Il dollaro USA è tornato a mostrare i muscoli nel mercato delle valute. Dai recenti minimi, la moneta americana è risalita energicamente e quest’anno ha guadagnato circa l’1% rispetto a un paniere di valute comprese nel Dollar Index. Il ritmo tenuto dal biglietto verde è lontano rispetto a quello del 2022, in cui il profitto era stato dell’8%. La sua ripresa però è un segnale che non può essere sottovalutato.
Lo scorso anno una serie di rialzi dei tassi d’interesse da parte della Federal Reserve per contrastare l’inflazione ha spinto gli investitori a comprare in massa dollari americani grazie al rendimento maggiore. Inoltre, la situazione di incertezza globale a livello geopolitico con la guerra Russia-Ucraina, economico con la crisi energetica e finanziario con il crollo dei mercati, ha rivalutato il dollaro USA nella sua veste di bene rifugio.
A partire dall’ultima fase del 2022 e per tutto il mese di gennaio, la situazione nel mercato valutario si è rovesciata, grazie al raffreddamento dell’inflazione che ha dato forza all’ipotesi di un rallentamento dell’inasprimento monetario della Fed tenuto fino a quel momento. Un’inflazione che si è rivelata però ostica e un’economia statunitense eccezionalmente resiliente, secondo i dati macro più recenti, hanno cambiato ancora la prospettiva, con il mercato che ora è tornato a scontare una Banca centrale aggressiva. Da questo si spiega la risalita del dollaro.
Dollaro USA: ecco cosa comporta la ritrovata forza nei mercati
La valuta USA nuovamente alla ribalta sta agitando le acque nei mercati finanziari. Non solo la Borsa americana, ma anche le azioni europee e dei mercati emergenti hanno perso terreno in un febbraio che si è mostrato molto incerto. “Un dollaro più forte rappresenta un problema per gli asset rischiosi”, ha affermato Lauren Goodwin, economista e stratega di portafoglio presso New York Life Investments.

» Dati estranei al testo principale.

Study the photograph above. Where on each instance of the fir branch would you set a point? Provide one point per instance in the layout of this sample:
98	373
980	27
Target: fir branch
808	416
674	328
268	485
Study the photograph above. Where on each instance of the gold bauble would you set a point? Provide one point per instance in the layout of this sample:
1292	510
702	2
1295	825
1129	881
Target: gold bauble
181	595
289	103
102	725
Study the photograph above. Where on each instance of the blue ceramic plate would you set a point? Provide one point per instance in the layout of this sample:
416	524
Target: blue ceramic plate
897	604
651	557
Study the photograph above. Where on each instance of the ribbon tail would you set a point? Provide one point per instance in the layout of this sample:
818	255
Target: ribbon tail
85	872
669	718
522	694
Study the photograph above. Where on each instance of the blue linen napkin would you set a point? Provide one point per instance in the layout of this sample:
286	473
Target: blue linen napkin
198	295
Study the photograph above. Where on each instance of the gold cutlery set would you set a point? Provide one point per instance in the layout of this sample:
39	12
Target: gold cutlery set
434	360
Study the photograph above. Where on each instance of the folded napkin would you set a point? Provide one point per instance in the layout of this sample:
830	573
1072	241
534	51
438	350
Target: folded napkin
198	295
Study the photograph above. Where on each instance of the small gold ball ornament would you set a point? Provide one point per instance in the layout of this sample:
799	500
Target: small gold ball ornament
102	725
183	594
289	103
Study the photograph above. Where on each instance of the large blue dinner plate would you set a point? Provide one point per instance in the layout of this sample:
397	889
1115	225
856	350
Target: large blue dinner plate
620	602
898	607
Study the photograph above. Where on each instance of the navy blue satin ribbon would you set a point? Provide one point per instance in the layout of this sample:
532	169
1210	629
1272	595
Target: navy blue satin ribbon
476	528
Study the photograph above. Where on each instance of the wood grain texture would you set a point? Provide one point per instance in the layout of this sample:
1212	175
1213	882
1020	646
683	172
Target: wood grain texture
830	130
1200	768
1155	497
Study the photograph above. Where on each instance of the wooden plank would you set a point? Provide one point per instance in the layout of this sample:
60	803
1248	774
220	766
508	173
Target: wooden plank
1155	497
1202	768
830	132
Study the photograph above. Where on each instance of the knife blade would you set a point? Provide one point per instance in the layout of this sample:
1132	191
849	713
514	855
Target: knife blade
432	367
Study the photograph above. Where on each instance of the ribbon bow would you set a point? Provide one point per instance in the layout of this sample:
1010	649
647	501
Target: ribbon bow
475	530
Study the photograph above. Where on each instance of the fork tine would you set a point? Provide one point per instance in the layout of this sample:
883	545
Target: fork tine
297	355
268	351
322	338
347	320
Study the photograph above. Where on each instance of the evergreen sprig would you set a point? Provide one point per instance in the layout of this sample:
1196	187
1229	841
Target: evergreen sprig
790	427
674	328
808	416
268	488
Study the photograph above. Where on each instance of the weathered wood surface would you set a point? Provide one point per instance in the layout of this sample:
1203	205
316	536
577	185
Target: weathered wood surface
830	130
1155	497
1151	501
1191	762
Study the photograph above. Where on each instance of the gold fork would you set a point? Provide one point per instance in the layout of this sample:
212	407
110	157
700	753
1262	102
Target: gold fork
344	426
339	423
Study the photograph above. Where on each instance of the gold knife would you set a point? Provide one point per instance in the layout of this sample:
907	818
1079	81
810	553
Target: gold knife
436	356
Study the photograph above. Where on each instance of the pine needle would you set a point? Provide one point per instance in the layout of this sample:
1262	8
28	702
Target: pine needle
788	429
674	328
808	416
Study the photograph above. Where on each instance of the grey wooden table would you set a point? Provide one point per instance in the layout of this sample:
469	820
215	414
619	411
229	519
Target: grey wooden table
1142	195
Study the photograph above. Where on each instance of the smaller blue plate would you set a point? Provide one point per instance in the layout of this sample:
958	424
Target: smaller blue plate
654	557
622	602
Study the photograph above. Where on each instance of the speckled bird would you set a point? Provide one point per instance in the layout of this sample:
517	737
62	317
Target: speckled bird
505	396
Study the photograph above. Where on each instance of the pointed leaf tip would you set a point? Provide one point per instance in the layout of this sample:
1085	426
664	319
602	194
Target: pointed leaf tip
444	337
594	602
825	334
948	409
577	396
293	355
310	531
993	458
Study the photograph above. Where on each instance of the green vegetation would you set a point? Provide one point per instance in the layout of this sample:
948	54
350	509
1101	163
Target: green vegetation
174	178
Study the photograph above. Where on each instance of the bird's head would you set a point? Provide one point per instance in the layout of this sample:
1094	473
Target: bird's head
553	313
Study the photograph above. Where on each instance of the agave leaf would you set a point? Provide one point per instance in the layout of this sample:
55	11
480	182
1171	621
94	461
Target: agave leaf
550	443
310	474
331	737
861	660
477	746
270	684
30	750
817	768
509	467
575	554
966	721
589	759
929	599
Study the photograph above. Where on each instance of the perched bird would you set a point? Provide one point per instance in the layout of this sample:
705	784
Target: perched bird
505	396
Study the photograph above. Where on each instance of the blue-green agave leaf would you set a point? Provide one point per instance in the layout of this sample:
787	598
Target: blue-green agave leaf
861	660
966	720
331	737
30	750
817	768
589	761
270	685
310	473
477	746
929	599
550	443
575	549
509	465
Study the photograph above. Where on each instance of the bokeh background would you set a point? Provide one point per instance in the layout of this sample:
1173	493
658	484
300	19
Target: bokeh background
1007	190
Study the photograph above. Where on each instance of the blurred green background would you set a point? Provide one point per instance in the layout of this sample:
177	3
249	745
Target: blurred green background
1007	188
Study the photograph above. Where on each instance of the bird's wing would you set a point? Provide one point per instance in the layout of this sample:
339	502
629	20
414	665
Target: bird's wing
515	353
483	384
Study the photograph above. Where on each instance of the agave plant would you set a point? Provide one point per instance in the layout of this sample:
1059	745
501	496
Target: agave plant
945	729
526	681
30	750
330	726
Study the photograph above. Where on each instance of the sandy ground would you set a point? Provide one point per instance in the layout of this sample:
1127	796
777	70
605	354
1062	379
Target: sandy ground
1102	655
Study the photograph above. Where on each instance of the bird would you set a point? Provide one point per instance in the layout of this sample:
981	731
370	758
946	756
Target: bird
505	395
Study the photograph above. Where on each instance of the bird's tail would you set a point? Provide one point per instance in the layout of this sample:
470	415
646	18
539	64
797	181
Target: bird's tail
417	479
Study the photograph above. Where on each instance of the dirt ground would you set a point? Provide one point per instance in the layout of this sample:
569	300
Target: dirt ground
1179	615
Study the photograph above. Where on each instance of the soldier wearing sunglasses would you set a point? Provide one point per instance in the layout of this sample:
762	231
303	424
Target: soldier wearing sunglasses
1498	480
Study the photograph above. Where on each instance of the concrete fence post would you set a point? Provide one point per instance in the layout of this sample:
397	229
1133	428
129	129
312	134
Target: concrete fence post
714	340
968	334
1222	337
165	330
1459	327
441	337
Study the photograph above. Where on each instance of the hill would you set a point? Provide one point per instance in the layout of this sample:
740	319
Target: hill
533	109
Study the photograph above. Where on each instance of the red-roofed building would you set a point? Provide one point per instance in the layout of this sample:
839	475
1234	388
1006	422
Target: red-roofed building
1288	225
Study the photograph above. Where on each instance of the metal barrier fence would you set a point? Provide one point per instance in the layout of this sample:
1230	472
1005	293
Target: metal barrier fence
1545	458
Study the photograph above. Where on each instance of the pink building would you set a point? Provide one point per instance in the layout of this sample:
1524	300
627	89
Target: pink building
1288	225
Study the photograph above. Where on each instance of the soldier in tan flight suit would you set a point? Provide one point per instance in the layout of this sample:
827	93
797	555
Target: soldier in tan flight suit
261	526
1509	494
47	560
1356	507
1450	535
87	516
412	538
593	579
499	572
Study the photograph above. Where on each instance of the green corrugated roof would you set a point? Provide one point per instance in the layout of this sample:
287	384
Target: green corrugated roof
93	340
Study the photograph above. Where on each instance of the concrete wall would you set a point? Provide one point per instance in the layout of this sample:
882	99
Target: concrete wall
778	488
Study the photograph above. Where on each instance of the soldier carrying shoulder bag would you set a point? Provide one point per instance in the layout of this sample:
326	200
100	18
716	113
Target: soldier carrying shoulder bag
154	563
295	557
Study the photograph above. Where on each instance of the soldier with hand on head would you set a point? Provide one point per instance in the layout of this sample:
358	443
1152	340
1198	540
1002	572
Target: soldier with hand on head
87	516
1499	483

Il dollaro USA forte rappresenta un grosso problema per le aziende statunitensi, sia perché fa perdere di competitività ai prodotti esportati all’estero, sia perché rende meno preziosi i profitti delle multinazionali prodotti fuori dal territorio americano. Su quest’ultimo aspetto, molte grandi aziende come Apple, Microsoft, Google e Amazon hanno pagato lo scotto lo scorso anno dell’effetto cambio nelle trimestrali pubblicate. Secondo gli analisti di Morgan Stanley, le direzioni del dollaro potrebbero essere un fattore chiave per la traiettoria a breve termine delle azioni statunitensi. “Se i tassi e il dollaro USA continuano a salire, riteniamo che i livelli chiave di supporto per le azioni cederanno rapidamente il passo quando l’orso riprenderà con più forza”, hanno scritto.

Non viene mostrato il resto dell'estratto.